Estados Unidos ha acusado a seis dominicanos de fraude a la asistencia social
Nueva York.- El Departamento de Justicia de Estados Unidos acusó a seis dominicanos de un grupo de 15 personas, entre ellos 4 estadounidenses, por defraudar al estado de Massachusetts por más de $1.4 millones en beneficios sociales.
Los acusados dominicanos son Santo Escolasico Cuello, de 56 años, acusado de más robo de identidad y de hacer declaraciones falsas en relación con un programa de salud de MassHealth por $162,180; así como Mario Báez Romero, de 45 años, con cargos similares por más de $75,000; Richard Odelis Vallegas Núñez, de 35 años, por 48.865 dólares; Miguel Díaz Matos, de 54 años, por más de 60.000 dólares; Santo Tejada Sánchez, por $4,054, y Yahaira Díaz Gómez, de 45 años, por $48,694.
Por su parte, Heriberto Rodríguez de Framingham (Massachusetts), entre los estadounidenses, acusado de fraude de pasaportes, robo de identidad y fraude en el Programa de Asistencia Nutricional Suplementaria (SNAP, en inglés), con una pérdida total de más de 500.000 dólares; y Mirian Chalas, Salem, New Hampshire, acusada de defraudar a MassHealth, SNAP y al Seguro de Incapacidad del Seguro Social por un total de $300,000.

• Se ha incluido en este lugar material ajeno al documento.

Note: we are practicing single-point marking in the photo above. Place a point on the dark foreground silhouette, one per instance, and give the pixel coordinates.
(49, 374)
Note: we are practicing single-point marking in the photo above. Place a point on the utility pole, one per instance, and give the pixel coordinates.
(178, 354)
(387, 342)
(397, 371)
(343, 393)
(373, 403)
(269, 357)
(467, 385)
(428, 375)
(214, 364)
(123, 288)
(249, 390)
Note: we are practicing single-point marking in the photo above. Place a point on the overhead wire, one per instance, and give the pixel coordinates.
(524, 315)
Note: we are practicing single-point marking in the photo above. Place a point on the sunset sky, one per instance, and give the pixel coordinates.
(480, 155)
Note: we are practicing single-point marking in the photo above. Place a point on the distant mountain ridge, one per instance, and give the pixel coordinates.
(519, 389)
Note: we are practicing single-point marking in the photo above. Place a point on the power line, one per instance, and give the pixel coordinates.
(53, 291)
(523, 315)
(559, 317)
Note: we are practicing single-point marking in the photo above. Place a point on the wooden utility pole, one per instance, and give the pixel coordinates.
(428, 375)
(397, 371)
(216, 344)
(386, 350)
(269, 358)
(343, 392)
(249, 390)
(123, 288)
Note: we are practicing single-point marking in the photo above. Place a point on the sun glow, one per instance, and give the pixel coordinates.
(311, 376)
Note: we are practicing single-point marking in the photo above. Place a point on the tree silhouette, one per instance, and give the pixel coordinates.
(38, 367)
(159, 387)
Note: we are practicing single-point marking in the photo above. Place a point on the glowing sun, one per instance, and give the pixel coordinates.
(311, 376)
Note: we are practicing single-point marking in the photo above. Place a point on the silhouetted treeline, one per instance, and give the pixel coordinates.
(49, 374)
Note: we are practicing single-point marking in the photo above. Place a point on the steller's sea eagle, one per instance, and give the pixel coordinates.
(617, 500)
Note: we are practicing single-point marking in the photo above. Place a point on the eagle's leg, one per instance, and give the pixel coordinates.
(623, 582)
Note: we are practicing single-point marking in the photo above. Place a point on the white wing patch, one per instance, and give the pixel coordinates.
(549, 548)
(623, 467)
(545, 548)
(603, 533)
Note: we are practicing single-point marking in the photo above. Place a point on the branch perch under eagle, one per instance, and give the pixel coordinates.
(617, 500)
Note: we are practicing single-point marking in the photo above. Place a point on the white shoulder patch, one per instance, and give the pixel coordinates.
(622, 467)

La acusación del Departamento de Justicia (DOJ) nombra a Jennifer Ferran, una ciudadana estadounidense que vive en Haverhill, quien enfrenta cargos de robo de propiedad gubernamental, fraude al Seguro Social y suministro de información falsa por más de $29,000, así como a Wayne Landrieu de Haverhill, quien enfrenta cargos por más de $29,000.
El Departamento de Justicia también nombró a cuatro inmigrantes no identificados listados como John Doe, también presuntamente en situación irregular, y a Mitul Patel, un ciudadano indio de 40 años acusado de conspiración para cometer fraude de visas en un plan "donde se cometió un robo a mano armada para solicitar una visa U como presunta víctima".
Aunque los ciudadanos estadounidenses también han sido incluidos en la acusación, la Fiscal General Adjunta del Departamento Nacional Antifraude, Colleen M. MacDonald, señaló que los casos "destacan un patrón más amplio y profundamente preocupante: la explotación de la red de seguridad estadounidense por parte de extranjeros ilegales".
Esto, afirmó el fiscal, "añade costos reales y sustanciales a los contribuyentes estadounidenses y ejerce una enorme presión sobre nuestro sistema de beneficios públicos". Según el secretario del Departamento de Seguridad Nacional (DHS, en inglés) -en el comunicado del DOJ-, los inmigrantes acusados serán deportados del país tras pasar por los tribunales.